Pair, la roue tourna, la croupière ferma les yeux, elle fut assaillie par une vague de froid oppressante. Le 19 avait jeté un silence de mort sur la table. Gabriel constata que tout le monde avait perdu sur ce tirage, ce qui avait certainement contribué au mutisme général. Personne ne remarqua cette nouvelle étrangeté, pas même la croupière qui ne parvenait plus à sauver les apparences, blême, tremblante. Gabriel exultait : face à face avec le hasard. Que lui réserverait-il cette fois ? Un ordinaire face et pile ou un terrible face et face.
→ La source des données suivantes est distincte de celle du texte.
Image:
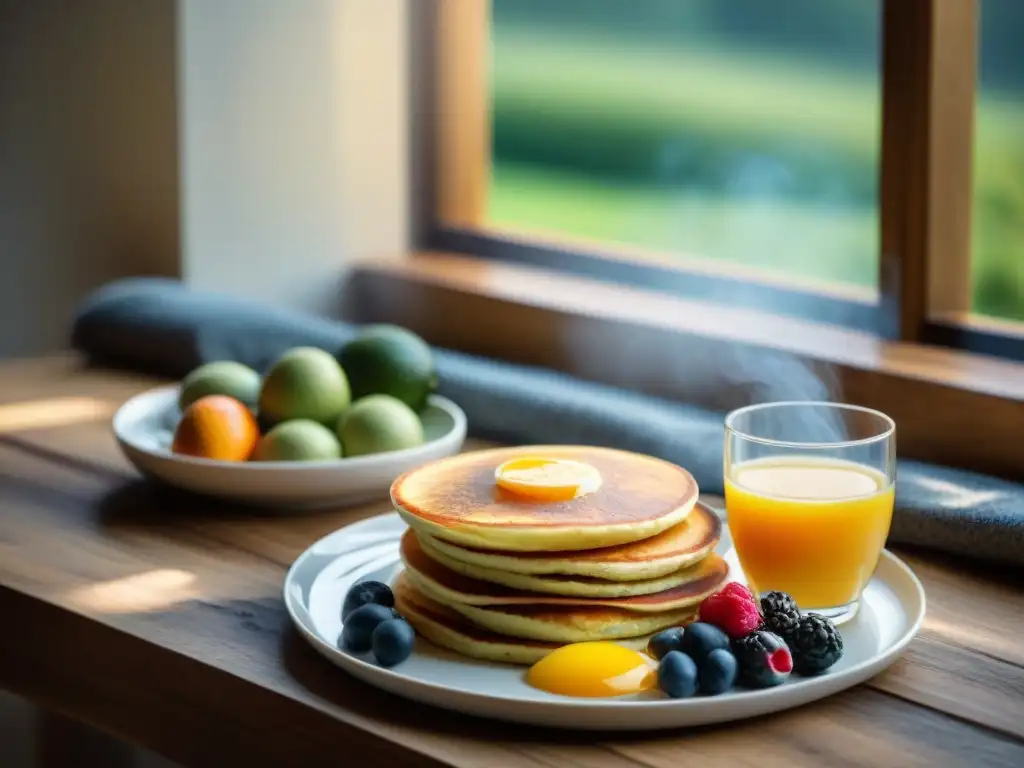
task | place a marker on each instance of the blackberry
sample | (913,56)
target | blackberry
(816,645)
(764,659)
(780,612)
Pair, une dernière fois, 1280 roubles.
-« Les jeux sont faits. Plus rien ne va. »
Il tressaillit. Comment savait-elle ? Non, c’était impossible, encore une invraisemblable coïncidence…Elle n’avait plus le courage de le regarder, ses yeux étaient rivés sur la petite bille endiablée qui n’en finissait de voltiger à tout va. Dans son état de nervosité, elle ne pouvait plus suivre sa complexe trajectoire, s’attachait aux brefs instants de répits : un soupir sur le 15, une esquisse de 27, un soupçon de 19. Impair toujours impair, elle suffoquait, se mordait les lèvres jusqu’au sang. Tous les souffles et la bille s’arrêtèrent à l’unisson, le verdict était tombé : face et face, exécuteur le 31.
31, le 13 inversé, 31, comme 31 jours de pénitence. Non sans panache, il lança ses derniers jetons au personnel et se leva dans une atmosphère dramatique, personne ne savait pourtant que ce diable d’homme n’avait plus le moindre rouble en poche pour se nourrir et se loger un mois entier. La croupière se fit remplacer et le suivit aux vestiaires, elle voulut lui parler mais ne trouva rien de mieux qu’un timide :
-« Le double 0 c’était mauvais signe ! »
Il répondit en riant :
-« ‘ Fallait le dire un peu plus tôt, ma chérie. »
Elle regretta ses paroles mais se rassura en le voyant toujours égal à lui-même. Ces 2500 roubles ne représentaient peut-être pas grand-chose pour lui. Il ne la détrompa pas. Il avait vu ce qu’il était venu voir, il n’avait plus rien à faire ici. Cette charmante croupière lui laisserait un souvenir impérissable mais rien de plus, il avait étrangement besoin de rester fidèle à celle qu’il avait abandonnée.
-« A propos », dit-il subitement, « 1 9 27 c’était aussi l’année de naissance de mon père.»
Elle resta un moment médusée, puis esquissa un sourire. Elle aurait préféré un numéro de téléphone mais c’était toujours ça. Son regard trahit ses pensées. Il répondit de tendresse et d’excuses entremêlées et la quitta sans aucun regret. Face efface.